Filters can use the when keyword to include conditions. If a filter input matches the type pattern but not the condition, the filter is still allowed but will return nothing.

Example

let incrementIfPositive (x: number when x > 0) |> x + 1
let result1 = 5 incrementIfPositive
let result2 = -3 incrementIfPositive
from result1
from result2

In this example, incrementIfPositive increments the input only if it is a positive number. For result1, the filter returns 6, but for result2, the filter returns nothing.

Practical Usage

Example: Filtering a Collection

let isEven (x) |> x mod 2 == 0
let evenNumbers (numbers) |>
numbers filter isEven
let result = [1, 2, 3, 4, 5, 6] evenNumbers
from result

In this example, the isEven filter checks if a number is even, and the evenNumbers filter extracts even numbers from a list.
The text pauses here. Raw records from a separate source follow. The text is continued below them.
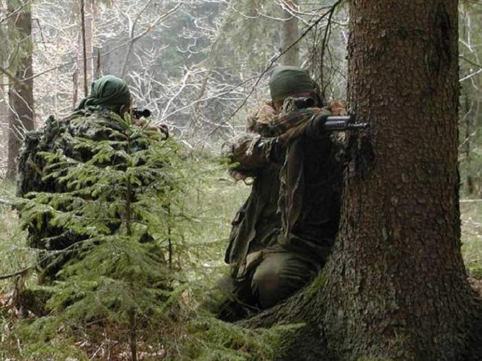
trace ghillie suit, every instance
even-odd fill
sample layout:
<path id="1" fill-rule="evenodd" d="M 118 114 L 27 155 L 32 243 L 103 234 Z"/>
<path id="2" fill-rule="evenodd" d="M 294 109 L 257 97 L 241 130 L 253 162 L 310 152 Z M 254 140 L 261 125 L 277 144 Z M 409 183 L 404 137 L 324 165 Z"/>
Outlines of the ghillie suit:
<path id="1" fill-rule="evenodd" d="M 29 247 L 43 251 L 41 280 L 54 279 L 67 261 L 126 227 L 139 242 L 152 240 L 140 222 L 143 205 L 132 205 L 164 178 L 163 161 L 149 158 L 158 143 L 151 133 L 107 110 L 91 108 L 61 120 L 50 116 L 27 134 L 17 195 L 30 200 L 21 216 Z M 159 249 L 154 254 L 163 258 Z"/>

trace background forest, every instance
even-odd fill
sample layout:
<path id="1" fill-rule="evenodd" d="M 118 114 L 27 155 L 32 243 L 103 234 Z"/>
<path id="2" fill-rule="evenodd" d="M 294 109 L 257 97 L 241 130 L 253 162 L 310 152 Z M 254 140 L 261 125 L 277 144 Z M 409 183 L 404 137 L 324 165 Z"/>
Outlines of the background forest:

Example: Complex Filter Chain

let increment (x) |> x + 1
let double (x) |> x * 2
let toText (x) |> '{x}'
let result =
[1, 2, 3]
select v => v increment
select v => v double
select v => v toText
from result

In this example, a list of numbers is incremented, doubled, and then converted to text using a chain of filters.

Summary

Filters in Filtrera provide a powerful mechanism for transforming and processing data. By understanding their syntax and usage, including the |> notation, parameter deconstruction, tuple handling, and the use of the when keyword, you can create complex data processing pipelines with ease. The ability to chain filters together further enhances the expressive and functional capabilities of Filtrera, enabling you to build robust and flexible programs.